Monday, April 27, 2009


Any plans for an early evening were happily quashed with a phone call from “Uncle” Stanley.

We missed the monthly gig of the Leicester Big Band this time but as luck would have it we were invited to a rehearsal that night. My father passed on a love of Big Band and enduringly romantic songs to me. The Mister’s father was an accomplished piano player who favored that musical era. So off we went, leaving a very tired Jazz behind. Was it vicarious jet lag? We certainly had enough to go around. Twisty fate landed us in Wigston at the Royal British Legion club, a place we’d passed as many times as we used to visit my sister-in-law in their former house, a semi-detached bungalow on Embarton Close. “Uncle” Stanley greeted us and warned us not to disturb the bingo players. Led by Roger Parsons, every band member hails from Leicestershire. Apart from “Uncle” Stanley playing trumpet, Ricky Wilson switches musical gears and leaving the rock and roll for the night, strums a jazzy, swingy guitar in the band. The featured vocalists—Morgan Perkins and Karen Jamieson—between them do a fine job of covering songs made memorable by Sinatra, Fitzgerald, Dean Martin, and Rosemary Clooney.

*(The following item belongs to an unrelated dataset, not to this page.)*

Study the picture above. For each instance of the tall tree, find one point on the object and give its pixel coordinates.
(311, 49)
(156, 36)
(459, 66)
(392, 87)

Siggy, The Mister, and I nearly had the rehearsal to ourselves. No sea of grey heads this time, temperately nodding to the fully danceable band while the Big, LOUD, American in the audience swings her husband around to “The Story of Love.” Frankly, by this time, the Big LOUD American was too bushed to beat the band. I was perfectly content to sit quietly and take in songs like “On the Street Where You live,” “Fly Me To the Moon,” and a delightful duet of “How Do You Like Your Eggs In the Morning?” (I like mine with a kiss…)

It’s clear from the start that this band just does it for love. So, there is only mild disappointment among the brass section pensioners to find out the guy expected to deliver the exotic ‘pastries’ had gone to Devon for the weekend and wound up eating it all.

I think by this point in the trip I was practically hallucinating from lack of a really, really sound sleep and really, really needed some alcohol-free downtime. We did manage a late afternoon “walking and talking” the day before. This is when we are starting a new song with an idea that had been kicking around in our heads and we grab the recorder and just walk and talk the song into form. A good tuck in with a book would not have gone amiss either, or a languid listen to BBC Radio 4. Our friends seemed not too interested in Radio 4 and preferred driving to American southern R&B and watching imported sitcoms like “The Gilmore Girls.” (Full disclosure: I loved that series, even the last, tired season.) At home we listen to Radio 4 over the Internet at dinner and sometimes before we turn in. The Shipping News is airwave Valium. The return of the News Quiz has cheered us considerably. We can watch almost any of the British television shows via the Internet and do. Episodic programs about carping among the gardeners, the cooks, and the resident family of Nicolsen’s behind the scenes at Sissinghurst Castle are addictive.